Swallowing down the memory of sickness, Dead Rick shook his head. “If I ever did, it’s gone now. That would’ve been the first bit Nadrett smashed.”
“We won’t know until you do, will we?” Hodge’s breath caught, his scent giving off a wash of unexpected pain, and he slumped abruptly down into a different chair. When he’d let the air out again, he said, “I’ll tell Yvoir to ’urry it up.”
After a brief wait, Dead Rick figured out that had been a dismissal. Startled into lack of caution, he said, “That’s it? Ain’t you going to—” His common sense caught up, and he snapped his mouth shut.
But Hodge understood him anyway. “Ain’t I going to punish you, for that business with the boy? Blood and Bone, Dead Rick—you just stood there and told me as ’ow Nadrett tortured you into being ’is dog. I suppose I could make you pay for what ’e did—but ain’t I got worse problems?”
Dumbfounded, all Dead Rick could think to say was, “The girl—”

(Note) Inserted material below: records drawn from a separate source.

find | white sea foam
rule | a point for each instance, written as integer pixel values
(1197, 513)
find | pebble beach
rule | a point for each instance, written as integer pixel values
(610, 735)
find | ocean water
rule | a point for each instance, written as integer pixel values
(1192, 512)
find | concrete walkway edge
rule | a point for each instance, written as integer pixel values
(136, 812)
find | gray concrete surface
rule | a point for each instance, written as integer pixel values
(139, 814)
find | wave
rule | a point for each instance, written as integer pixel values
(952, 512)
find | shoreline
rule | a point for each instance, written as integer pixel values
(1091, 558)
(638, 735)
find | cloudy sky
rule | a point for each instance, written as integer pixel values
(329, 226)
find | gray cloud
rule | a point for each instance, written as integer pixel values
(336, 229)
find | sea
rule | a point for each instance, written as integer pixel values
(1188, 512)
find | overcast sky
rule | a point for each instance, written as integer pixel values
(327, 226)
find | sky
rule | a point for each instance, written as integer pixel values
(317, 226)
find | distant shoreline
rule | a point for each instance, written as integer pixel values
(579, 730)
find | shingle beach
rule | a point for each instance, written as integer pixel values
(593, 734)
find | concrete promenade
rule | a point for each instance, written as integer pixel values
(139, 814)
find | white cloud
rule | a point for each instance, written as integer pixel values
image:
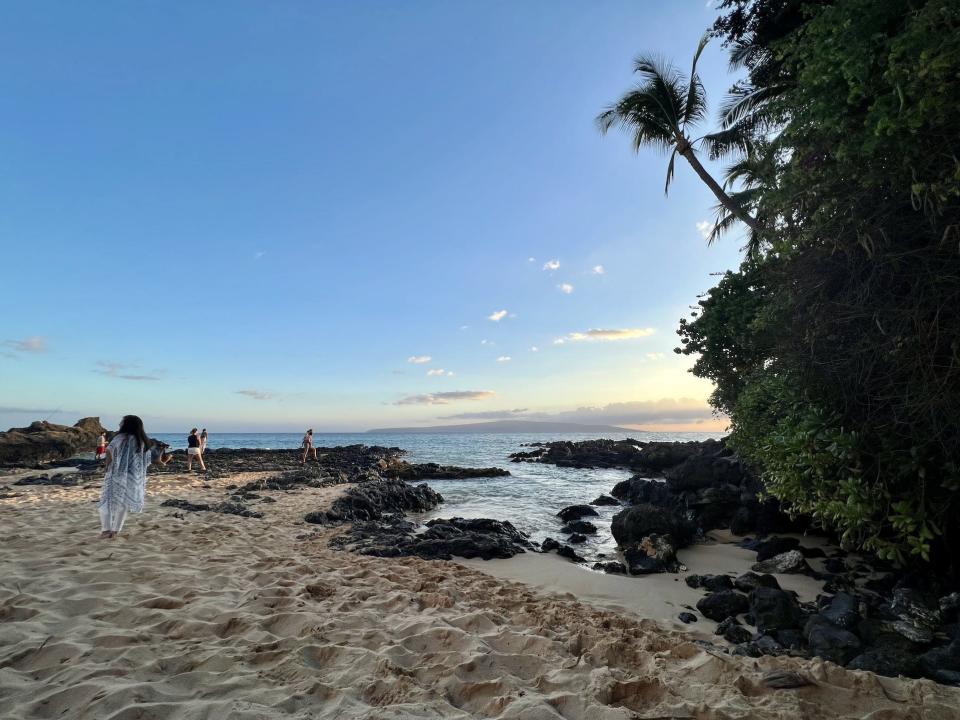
(33, 344)
(255, 394)
(445, 398)
(122, 371)
(606, 335)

“The girl’s got ’er own problems,” Hodge said with exhausted finality. “’Ere’s an idea—you two take care of yourselves, and save me the trouble.”
Whitechapel, London: August 16, 1884
The light showing through the canvas over the broken window was dim, no more than a single candle’s worth. But it was enough to tell Eliza that someone was at home, and so she raised her hand to the weathered panels and knocked.
This time she heard footsteps: slow, dragging ones, the steps of a woman exhausted past the will to raise her feet. They might have belonged to an old woman, but when the door opened, Eliza saw it was Maggie Darragh. The narrow court in which they lived was dark as pitch, and with the candle behind Maggie her face was entirely in shadow, but she was too tall for Mrs. Darragh, and her shoulders slumped with weariness, not defeat. “What do you want?” she said dully.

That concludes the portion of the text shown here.